CloudPets connected toys can be turned into remote surveillance devices
The CloudPets data breach saga continues, as Spiral Toys finally reported the breach to the California Attorney General’s Office.
As a reminder: Leaked data provided to security researcher Troy Hunt showed that MongoDB databases containing personal information, hashed passwords and voice recordings of messages by children and parents using CloudPets teddy toys were sitting unprotected on the Internet since December 2016.
The databases were repeatedly accessed by unauthorized users, some of which apparently dumped the contents on their servers, deleted the databases, and asked for ransom to return the data.
Downplaying the seriousness of the data breach
The breach notice sent to the California Attorney General’s Office includes false claims that the company was told about a potential breach on February 22, when researchers and reporters repeatedly sent messages to as many company email addresses and social media accounts they could find, warning them of the breach.
Hunt has gone through the notice and pointed out (at the very end of the write-up) the many inaccuracies and misinformation included in it, so I won’t be repeating them here. Suffice to say that the company is still trying to make it look like they did everything they could to prevent a breach, and that the breach is not as extensive as it effectively, provenly is.

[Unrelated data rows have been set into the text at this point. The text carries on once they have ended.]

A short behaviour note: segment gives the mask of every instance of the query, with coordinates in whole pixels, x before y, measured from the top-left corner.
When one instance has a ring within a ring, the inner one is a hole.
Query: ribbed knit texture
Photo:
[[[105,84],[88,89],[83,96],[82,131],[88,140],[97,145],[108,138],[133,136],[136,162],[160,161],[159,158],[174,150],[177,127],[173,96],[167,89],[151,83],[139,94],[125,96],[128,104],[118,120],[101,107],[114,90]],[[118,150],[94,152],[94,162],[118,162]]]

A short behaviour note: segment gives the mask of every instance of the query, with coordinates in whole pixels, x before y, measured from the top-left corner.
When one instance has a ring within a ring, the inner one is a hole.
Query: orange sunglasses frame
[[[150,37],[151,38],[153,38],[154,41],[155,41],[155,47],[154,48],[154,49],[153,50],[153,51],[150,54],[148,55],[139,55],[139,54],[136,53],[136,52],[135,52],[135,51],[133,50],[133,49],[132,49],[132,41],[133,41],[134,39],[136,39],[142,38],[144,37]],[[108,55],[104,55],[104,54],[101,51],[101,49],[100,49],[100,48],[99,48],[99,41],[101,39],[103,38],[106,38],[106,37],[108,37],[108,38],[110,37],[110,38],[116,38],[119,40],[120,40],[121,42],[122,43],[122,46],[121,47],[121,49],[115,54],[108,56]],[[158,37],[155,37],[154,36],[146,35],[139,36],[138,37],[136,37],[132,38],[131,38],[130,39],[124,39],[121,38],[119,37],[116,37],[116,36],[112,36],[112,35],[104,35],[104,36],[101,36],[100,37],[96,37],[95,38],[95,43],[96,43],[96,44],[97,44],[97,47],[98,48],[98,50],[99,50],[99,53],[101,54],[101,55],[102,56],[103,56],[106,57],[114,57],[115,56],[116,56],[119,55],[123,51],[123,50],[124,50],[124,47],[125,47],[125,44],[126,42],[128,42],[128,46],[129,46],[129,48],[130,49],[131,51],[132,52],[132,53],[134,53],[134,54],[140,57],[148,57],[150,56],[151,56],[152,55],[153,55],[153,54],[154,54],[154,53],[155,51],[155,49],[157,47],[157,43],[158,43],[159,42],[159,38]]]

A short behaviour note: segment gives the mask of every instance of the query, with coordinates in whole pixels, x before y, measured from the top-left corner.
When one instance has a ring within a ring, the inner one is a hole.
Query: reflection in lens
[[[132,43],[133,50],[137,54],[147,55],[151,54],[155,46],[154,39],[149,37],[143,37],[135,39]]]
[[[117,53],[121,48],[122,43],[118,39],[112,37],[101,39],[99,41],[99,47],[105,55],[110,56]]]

CloudPets security is a nightmare
When all this is taken into consideration, it shouldn’t come as a surprise that the CloudPets toys were found to lack security protections that would prevent them from becoming remote surveillance devices.
Context Information Security researchers have been testing CloudPets toys for a few months now, and have discovered that the toy uses the Bluetooth LE (Low Energy) wireless personal area network technology to communicate with a smartphone app.
They also found that it’s easy to set up a webpage that could send instructions to a nearby toy to remotely trigger its recording functionality, download the recorded audio and play it back on a phone, record audio from the phone, and upload it to the toy, etc.
They even provided the code for it on Github, so others can test the attack (on a CloudPet toy that they own). The code uses Chrome’s new Web Bluetooth API to communicate with the toy, and works only on Chrome on Windows and on Chrome OS.
“Anyone can connect to the toy, as long as it is switched on and not currently connected to anything else. Bluetooth LE typically has a range of about 10 – 30 meters, so someone standing outside your house could easily connect to the toy, upload audio recordings, and receive audio from the microphone,” the researchers noted. The attack is demonstrated in this video:
Context IS researchers repeatedly tried to contact Spiral Toys and responsibly share their findings with them so that the issues can be fixed before they publicly reveal their existence. As others before them, they received no acknowledgement from the company.
At this point, consumers who bought a CloudPet would do well to throw out the toy or at least take out the batteries. They should also try to delete the CloudPets account and, finally, uninstall the associated mobile app.